"It's very stimulating to be doing a piece like this," says Sullivan. "It's so rich and textured. And demanding." While sitcom work makes its own demands, Sullivan agrees that performing on stage requires some very different acting muscles. "It's like running a marathon," she says. "It's as if you've been having appetizers and then, suddenly, you're given a meal. There's a leap of faith."
Sullivan, who was born in New York City, started out doing rep in the Midwest and in Washington, DC. "The genesis of my career was in the theater," she says. After a stint with the National Repertory, she landed a role on Broadway in the play Jimmy Shine, which also featured Dustin Hoffman. Then she starred in The Beauty Part, a play by S.J. Perlman. She began working in television in the mid-1960s, eventually doing four years on the soap opera Another World.

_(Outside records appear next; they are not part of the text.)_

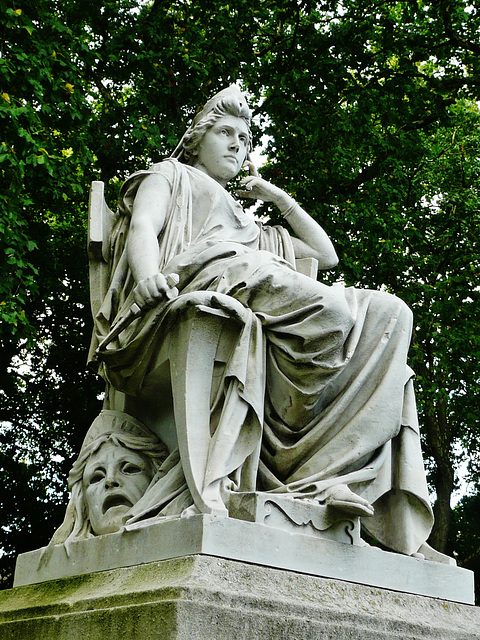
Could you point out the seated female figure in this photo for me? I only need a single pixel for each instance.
(316, 398)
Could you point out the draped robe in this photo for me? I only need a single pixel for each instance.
(316, 391)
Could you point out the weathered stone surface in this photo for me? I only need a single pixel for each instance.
(248, 542)
(209, 598)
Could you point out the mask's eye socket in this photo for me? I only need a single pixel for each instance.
(130, 468)
(97, 476)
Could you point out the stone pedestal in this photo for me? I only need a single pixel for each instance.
(210, 598)
(247, 542)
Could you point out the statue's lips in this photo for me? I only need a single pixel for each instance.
(116, 500)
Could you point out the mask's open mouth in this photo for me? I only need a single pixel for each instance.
(117, 500)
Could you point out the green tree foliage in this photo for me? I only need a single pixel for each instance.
(370, 108)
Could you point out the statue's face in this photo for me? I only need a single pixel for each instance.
(223, 149)
(115, 478)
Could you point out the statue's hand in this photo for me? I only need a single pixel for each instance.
(154, 288)
(258, 188)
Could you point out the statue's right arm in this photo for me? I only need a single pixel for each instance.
(148, 219)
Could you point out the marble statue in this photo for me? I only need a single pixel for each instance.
(260, 379)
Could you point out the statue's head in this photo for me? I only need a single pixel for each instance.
(117, 462)
(227, 106)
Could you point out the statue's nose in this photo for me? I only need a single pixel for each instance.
(235, 144)
(111, 479)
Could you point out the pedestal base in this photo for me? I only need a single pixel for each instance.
(248, 542)
(209, 598)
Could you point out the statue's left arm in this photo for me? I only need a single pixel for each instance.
(311, 240)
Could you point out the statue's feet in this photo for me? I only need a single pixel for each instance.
(342, 498)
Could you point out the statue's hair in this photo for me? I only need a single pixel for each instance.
(151, 448)
(228, 106)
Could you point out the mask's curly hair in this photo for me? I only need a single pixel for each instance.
(226, 107)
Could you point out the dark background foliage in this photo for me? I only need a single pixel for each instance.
(369, 112)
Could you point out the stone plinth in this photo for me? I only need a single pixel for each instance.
(253, 543)
(211, 598)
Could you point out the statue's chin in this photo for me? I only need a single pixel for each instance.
(111, 521)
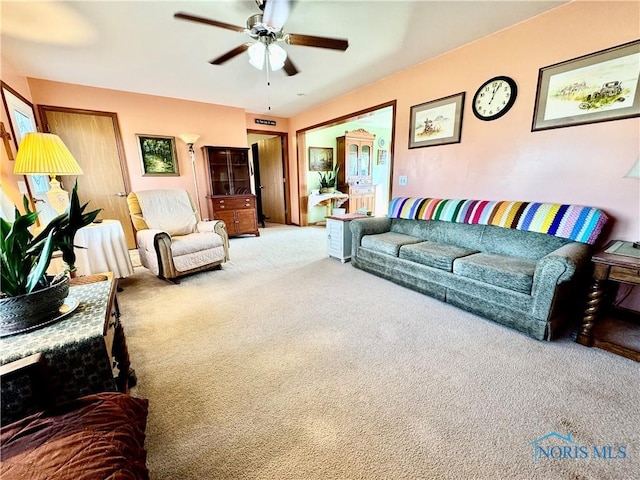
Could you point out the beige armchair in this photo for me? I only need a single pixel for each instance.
(172, 240)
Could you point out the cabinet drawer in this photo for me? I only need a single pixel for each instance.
(235, 202)
(625, 274)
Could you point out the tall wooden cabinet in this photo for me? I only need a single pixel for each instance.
(355, 159)
(230, 198)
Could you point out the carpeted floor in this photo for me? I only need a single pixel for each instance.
(287, 364)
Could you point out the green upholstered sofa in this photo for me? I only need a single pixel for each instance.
(484, 257)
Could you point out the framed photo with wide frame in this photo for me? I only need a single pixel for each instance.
(22, 120)
(320, 159)
(598, 87)
(438, 122)
(158, 155)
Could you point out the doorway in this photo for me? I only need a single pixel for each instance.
(94, 140)
(270, 174)
(379, 121)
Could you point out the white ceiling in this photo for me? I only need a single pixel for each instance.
(138, 46)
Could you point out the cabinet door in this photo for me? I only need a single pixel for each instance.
(239, 166)
(246, 219)
(365, 160)
(219, 171)
(353, 153)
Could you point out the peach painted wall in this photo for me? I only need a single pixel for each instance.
(11, 77)
(147, 114)
(503, 159)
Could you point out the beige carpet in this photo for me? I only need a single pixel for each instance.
(287, 364)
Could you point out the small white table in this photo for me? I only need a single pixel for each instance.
(327, 200)
(105, 250)
(339, 235)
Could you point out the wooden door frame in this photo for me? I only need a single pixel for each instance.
(43, 109)
(301, 152)
(284, 137)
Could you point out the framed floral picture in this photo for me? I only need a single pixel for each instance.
(158, 155)
(320, 159)
(438, 122)
(598, 87)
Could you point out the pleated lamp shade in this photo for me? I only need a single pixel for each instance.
(45, 154)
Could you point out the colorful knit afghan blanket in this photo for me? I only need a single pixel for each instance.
(582, 224)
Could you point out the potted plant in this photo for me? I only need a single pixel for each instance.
(328, 180)
(29, 297)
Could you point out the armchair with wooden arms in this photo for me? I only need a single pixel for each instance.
(172, 240)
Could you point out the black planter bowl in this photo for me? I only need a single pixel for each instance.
(32, 310)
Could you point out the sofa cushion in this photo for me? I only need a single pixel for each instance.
(500, 270)
(434, 254)
(388, 242)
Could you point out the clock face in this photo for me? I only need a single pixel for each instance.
(494, 98)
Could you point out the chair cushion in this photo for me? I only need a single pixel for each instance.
(388, 242)
(169, 210)
(194, 242)
(434, 254)
(512, 273)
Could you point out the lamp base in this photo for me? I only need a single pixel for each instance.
(58, 198)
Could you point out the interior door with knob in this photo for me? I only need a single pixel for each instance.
(94, 140)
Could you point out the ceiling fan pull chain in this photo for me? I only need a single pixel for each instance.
(267, 65)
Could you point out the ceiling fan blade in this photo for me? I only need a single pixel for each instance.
(230, 54)
(207, 21)
(276, 13)
(289, 67)
(320, 42)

In 1976, Sullivan was nominated for an Emmy for her role as Maggie Porter in the mini-series Rich Man, Poor Man-Book II. That led her to the short-lived series Having Babies. She continued to appear in television movies and was even seen in the first Star Trek movie. Her next series role was in the comedy It's a Living in 1980. And in 1981, she got the big one: Maggie Channing in the night-time soap Falcon Crest.
Through all of this, and particularly while on Falcon Crest, she was doing stage work as well--most notably a production of Fifth of July at the Mark Taper Forum. Her other stage credits include Last Summer at Bluefish Cove, Uncle Vanya, The Three Sisters, and Mourning Becomes Electra; she also was seen in PBS-TV versions of Twelfth Night, Macbeth, and The Winter's Tale.